(Habîbim, yâ Muhammed!) De ki: “Ey mülkün (gerçek)
sâhibi olan Allah! Dilediğine mülkü verirsin, dilediğinden de mülkü
çeker alırsın! Hem dilediğini azîz edersin, dilediğini de zelîl
kılarsın! (Her) hayır (ancak senin) elindedir! Şübhesiz ki sen, herşeye hakkıyla gücü yetensin!”
“Geceyi
gündüze katarsın, gündüzü de geceye katarsın! Hem ölüden diriyi
çıkarırsın, diriden de ölüyü çıkarırsın! Dilediğini ise hesabsız
rızıklandırırsın!” (Âl-i İmran, 26-27)
Habib-i Ekrem'e (asm) böyle emreden Allah'a biz de imtisalen, inkıyaden şöyle diyelim:
Ey mülkün sahibi olan Allah! Dilediğine mülkü verirsin, dilediğinden de alırsın. Öyle ise bize dünya ve ahiret zenginliği ve mülkü ver ki Senin dinine hizmet edebilelim. Bizi de o mülke layık eyle ve şükredenlerden eyle.

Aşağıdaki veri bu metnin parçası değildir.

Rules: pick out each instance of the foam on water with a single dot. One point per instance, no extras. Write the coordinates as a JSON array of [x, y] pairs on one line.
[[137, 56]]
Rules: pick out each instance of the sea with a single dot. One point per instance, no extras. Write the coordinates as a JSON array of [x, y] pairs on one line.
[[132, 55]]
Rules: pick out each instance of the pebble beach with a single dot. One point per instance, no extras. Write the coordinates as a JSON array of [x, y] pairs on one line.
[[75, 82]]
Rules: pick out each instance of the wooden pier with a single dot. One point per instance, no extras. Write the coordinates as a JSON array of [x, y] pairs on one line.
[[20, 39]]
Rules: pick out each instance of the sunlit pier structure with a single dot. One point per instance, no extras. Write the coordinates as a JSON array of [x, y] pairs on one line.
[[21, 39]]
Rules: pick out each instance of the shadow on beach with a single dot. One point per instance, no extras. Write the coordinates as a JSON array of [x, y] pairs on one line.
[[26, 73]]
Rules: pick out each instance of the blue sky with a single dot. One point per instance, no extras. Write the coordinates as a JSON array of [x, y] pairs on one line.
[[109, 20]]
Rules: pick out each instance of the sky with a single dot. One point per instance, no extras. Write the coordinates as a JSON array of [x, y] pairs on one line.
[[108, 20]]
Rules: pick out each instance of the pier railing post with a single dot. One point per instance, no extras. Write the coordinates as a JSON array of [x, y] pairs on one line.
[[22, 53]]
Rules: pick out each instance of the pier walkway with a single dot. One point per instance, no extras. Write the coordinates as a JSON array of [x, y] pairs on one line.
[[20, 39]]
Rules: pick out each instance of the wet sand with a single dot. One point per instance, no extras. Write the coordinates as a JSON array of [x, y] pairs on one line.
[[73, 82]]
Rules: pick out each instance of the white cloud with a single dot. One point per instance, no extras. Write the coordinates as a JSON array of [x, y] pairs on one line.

Dilediğini aziz edersin, dilediğini de zelil. Öyle ise bizi dünya ve ahirette aziz eyle ki dininin izzetini daima muhafaza edelim. Bizi ehl-i dalalete karşı zelil eyleme. Şübhesiz ki Sen, herşeye hakkıyla gücü yetensin.
Dilediğini hesabsız rızıklandırısın. Öyle ise bizi dünya ve ahirette hesabsız rızıklandırdıklarının arasına kat. Bizi daima şükredenlerden eyle. Âmîn. Binlerle âmîn.